Just one aside: Personally, I do not believe that is Bin Laden on the latest tape. It doesn't even look like him - and I don't just mean the person on the tape looks older. The message on the tape is also bizarrely America-centric. So even if it is Bin Laden, he appears to be a confused and declining figure, wrapped up now in tired internet debates about such staples of Muslim thought as Noam Chomsky and the US tax code.

I can see why Dan Kervick isn't in politics for a living. To preserve civil liberties in a period of terrorist threat you need to do a little better than tell Americans that they must be prepared to die. That line of argument wouldn't survive the next terrorist attack; even most of the people who would make that argument now would forget within days that they had ever done so.

American democracy is not predicated on the unique virtue of the American people. It is no use expecting Americans to believe that, whatever happens, there are some things we will never do. "Whatever," after all, could mean a lot of pretty bad things; Americans, no more virtuous by nature than any other people, will go pretty far pretty fast to prevent some of those things from happening. What is required is some level of public confidence in government, such that Americans can be reassured that steps taken in the name of fighting terrorism that would abridge civil liberties and undermine the rule of law are not necessary.

Such public confidence in government is easier spoken of than achieved. And it isn't the only thing required. A proper understanding of, and appropriate contempt for, the enemy is also required. Products of backward, inferior Arab and Southwest Asian cultures, devoted to violence, profoundly racist, if anything even more enthusiastic about killing other Muslims than any of the other people on their very long list of enemies, producing and achieving nothing....that is the nature of the people devoted now to terrorism. Modern society is such that people like this can, if they have access to modern weaponry, explosives or (as on 9/11) knowledge of vulnerable points in the transportation system, cause great damage and loss of life. Obviously we cannot permit this.

But we also need to recognize savages for what they are -- a nuisance and occasional menace to us, a much more deadly threat to people and nations closer to them.
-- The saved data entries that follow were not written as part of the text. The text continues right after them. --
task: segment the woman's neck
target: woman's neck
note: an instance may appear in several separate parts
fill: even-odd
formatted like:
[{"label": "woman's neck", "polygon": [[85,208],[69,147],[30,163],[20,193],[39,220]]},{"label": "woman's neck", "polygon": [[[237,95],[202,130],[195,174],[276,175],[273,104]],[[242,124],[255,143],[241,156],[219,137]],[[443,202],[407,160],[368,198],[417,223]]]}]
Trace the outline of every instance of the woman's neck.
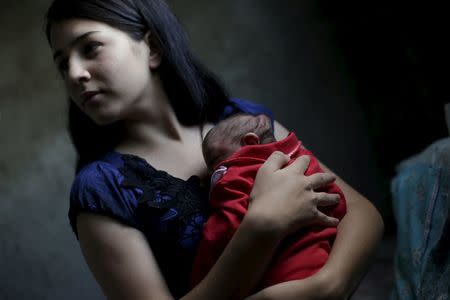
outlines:
[{"label": "woman's neck", "polygon": [[179,122],[170,105],[152,111],[141,111],[138,118],[124,121],[123,144],[157,147],[169,141],[182,142],[186,128]]},{"label": "woman's neck", "polygon": [[158,84],[153,87],[133,105],[123,121],[126,138],[121,144],[156,147],[183,140],[185,126],[179,122],[162,87]]}]

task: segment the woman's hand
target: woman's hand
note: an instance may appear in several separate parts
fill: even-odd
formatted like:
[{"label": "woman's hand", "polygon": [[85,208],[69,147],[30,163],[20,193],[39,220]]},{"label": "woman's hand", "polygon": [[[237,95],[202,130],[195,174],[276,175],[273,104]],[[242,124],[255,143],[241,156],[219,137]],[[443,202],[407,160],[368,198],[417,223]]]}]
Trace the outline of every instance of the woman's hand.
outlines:
[{"label": "woman's hand", "polygon": [[339,195],[314,190],[332,183],[331,173],[305,176],[309,156],[297,158],[285,166],[289,157],[275,151],[259,169],[250,194],[247,215],[259,220],[263,229],[290,234],[311,224],[337,226],[339,220],[322,213],[318,207],[334,205]]},{"label": "woman's hand", "polygon": [[[289,131],[275,121],[277,140],[288,134]],[[333,173],[322,163],[319,162],[319,165],[325,172]],[[325,288],[319,288],[325,294],[322,299],[346,299],[351,295],[367,272],[384,227],[381,215],[368,199],[339,176],[336,176],[335,183],[344,192],[347,213],[337,227],[337,236],[327,262],[320,272],[313,275],[317,277],[320,273],[320,282],[326,283]],[[291,293],[290,290],[288,292]],[[284,300],[280,294],[276,299]]]}]

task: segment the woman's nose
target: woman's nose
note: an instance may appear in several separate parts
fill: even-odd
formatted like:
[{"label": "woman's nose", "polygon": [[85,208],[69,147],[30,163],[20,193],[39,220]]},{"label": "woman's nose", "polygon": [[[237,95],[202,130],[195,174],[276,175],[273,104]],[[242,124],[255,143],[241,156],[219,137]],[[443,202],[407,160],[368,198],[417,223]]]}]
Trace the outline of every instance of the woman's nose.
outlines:
[{"label": "woman's nose", "polygon": [[67,77],[72,83],[80,84],[91,79],[87,65],[81,59],[71,59],[68,67]]}]

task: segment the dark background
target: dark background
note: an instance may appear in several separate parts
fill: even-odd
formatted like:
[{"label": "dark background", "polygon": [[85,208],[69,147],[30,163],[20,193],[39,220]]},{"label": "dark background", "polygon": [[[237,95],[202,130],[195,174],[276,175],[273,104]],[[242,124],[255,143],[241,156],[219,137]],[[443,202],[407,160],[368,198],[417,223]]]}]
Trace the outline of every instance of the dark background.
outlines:
[{"label": "dark background", "polygon": [[[399,161],[448,136],[445,10],[437,1],[322,1],[318,7],[355,80],[386,190]],[[393,233],[386,198],[379,208]]]}]

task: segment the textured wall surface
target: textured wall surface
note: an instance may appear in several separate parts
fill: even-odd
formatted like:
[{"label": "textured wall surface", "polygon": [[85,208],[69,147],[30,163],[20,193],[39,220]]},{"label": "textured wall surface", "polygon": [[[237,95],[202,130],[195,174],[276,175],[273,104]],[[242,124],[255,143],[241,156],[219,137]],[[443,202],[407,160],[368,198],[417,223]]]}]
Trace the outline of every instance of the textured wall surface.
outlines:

They have no ideas of any interest to Americans, nor are they representative of the great majority of people who visit or immigrate to this country. Turning ourselves inside out, ignoring standards of conduct and procedure that have served us very well in our relations with the rest of the world, and abandoning the liberties of our own people in response to such a threat would represent overreaction tantamount to panic, and a serious failure of leadership.

A public lacking confidence in its government and in doubt as to the level of threat it faces will be sorely tempted to want greater activity from the government and think more of the threat than it should. To the extent Washington has gone overboard in the measures it has taken in the name of security since 9/11 it has responded to this dynamic, which must be changed if more significant erosion of Americans' civil liberties is to be avoided in the future.

The trouble is the problem of scale. If terror attacks become larger by orders of magnitude, sentiment in favor of emergency rule in the United States will rise and eventually overwhelm what remains of constitutional government.

The problem is that the only choice seems to be either to hold our form of government hostage to events, by carefully proportioning what we do to what we think is the scale of the threat as measured by its last demonstration, or to lash out in blind ad hoc efforts to prevent a greater catastrophe that is still hypothetical. Both responses are short-term.